When the Mosaic Youth Theatre of Detroit, an arts education organization, received a $10,000 personal check in the mail earlier this month with the names Barack and Michelle Obama printed across the top, the first thought from its CEO was “this was too good to be true.”
There was no accompanying note. No comment from the White House. Even the signature was illegible.
But after founder and CEO Rick Sperling received confirmation from the bank that the account was valid – and the check was good – he finally believed the gift was from the president’s family. He learned from the White House that his group was among a small group of nonprofits to which the Obamas chose to donate their money over the holidays.
Mosaic, an ensemble of actors, singers and stage technicians established in 1992, still has no explanation of how it was chosen.

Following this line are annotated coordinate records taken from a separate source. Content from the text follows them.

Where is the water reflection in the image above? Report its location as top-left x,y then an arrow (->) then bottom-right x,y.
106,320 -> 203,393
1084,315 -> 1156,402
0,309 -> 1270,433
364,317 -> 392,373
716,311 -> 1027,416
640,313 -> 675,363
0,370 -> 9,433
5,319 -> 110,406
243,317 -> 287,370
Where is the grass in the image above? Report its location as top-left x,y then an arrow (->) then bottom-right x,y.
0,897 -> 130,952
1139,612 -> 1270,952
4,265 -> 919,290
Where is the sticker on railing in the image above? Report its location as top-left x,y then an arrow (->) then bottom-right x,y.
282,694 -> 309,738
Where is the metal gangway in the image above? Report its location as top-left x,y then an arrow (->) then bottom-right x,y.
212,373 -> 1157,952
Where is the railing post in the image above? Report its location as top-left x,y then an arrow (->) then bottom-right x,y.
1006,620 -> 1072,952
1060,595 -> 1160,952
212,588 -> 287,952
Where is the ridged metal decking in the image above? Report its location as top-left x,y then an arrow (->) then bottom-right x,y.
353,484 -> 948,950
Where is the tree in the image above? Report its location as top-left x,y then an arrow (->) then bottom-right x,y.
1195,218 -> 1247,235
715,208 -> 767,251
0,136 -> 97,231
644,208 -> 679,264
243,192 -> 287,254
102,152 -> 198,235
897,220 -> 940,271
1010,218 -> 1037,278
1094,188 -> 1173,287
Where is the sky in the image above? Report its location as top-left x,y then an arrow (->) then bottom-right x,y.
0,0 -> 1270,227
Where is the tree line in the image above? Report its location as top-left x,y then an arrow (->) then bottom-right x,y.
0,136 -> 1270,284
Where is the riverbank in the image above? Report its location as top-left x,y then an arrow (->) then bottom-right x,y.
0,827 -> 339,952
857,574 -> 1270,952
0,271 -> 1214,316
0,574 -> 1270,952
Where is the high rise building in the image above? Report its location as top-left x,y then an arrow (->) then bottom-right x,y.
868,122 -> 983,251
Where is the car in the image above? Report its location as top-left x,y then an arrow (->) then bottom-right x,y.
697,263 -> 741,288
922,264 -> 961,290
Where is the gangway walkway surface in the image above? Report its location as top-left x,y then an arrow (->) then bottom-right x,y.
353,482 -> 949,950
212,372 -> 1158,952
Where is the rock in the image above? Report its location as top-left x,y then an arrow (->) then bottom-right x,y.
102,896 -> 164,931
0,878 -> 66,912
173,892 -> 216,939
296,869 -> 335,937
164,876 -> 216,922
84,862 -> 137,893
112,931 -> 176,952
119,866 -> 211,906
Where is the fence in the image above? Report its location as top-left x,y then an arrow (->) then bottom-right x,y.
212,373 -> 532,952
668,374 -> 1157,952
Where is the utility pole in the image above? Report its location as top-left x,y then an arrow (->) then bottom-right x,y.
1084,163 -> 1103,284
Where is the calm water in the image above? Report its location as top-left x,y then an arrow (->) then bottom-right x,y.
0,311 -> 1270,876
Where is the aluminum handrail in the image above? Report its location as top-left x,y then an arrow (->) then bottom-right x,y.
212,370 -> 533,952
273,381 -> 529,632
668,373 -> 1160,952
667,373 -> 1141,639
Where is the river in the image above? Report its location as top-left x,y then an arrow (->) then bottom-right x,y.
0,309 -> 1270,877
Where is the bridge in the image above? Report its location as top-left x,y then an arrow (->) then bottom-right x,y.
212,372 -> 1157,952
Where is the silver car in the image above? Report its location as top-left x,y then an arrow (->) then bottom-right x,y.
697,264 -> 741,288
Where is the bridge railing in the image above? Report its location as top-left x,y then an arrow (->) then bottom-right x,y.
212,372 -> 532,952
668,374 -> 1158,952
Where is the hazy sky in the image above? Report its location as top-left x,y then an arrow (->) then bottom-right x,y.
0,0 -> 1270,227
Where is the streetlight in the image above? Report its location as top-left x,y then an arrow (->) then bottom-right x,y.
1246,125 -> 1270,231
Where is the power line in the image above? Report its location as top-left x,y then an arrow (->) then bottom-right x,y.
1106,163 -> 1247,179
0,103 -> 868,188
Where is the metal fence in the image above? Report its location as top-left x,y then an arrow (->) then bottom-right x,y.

The organization has a few supporters with ties to the Obama administration, but none claimed to be behind the donation, Sperling said. His best guess is that Mosaic got on the Obamas’ radar when the youth ensemble was hired to perform at a 2008 Obama campaign rally in Detroit. But they didn’t meet the Obamas; the group performed before the Democrat presidential candidate arrived.
Regardless of how they were selected, Mosaic Youth Theatre can use this money to offset some of the recent cutbacks that Michigan’s woeful economy has forced upon the organization, Sperling said.
“We have had to cut back on staffing, and we were just saying that we wanted to bring back a position, at least part-time, to work directly with young people,” Sperling said. “And this [donation] will allow us to do that. [The Obamas] created at least one half of a job through this.”
Evidence of the group’s uplifted spirits can be seen in a YouTube video of Sperling announcing the surprising news of the check to Mosaic students . With his students assembled on gymnasium bleachers, Sperling first shows a copy of the check to rousing cheers. He receives a far more celebratory reaction when he reveals the donor’s identity by taking off his sweatshirt to display an Obama shirt underneath.
“The money is very much needed and will go to good use, but what it’s done to our spirits really goes beyond that,” Sperling said. “Detroit is struggling very much right now. You do this kind of work and sometimes you don’t know if people are seeing the impact.”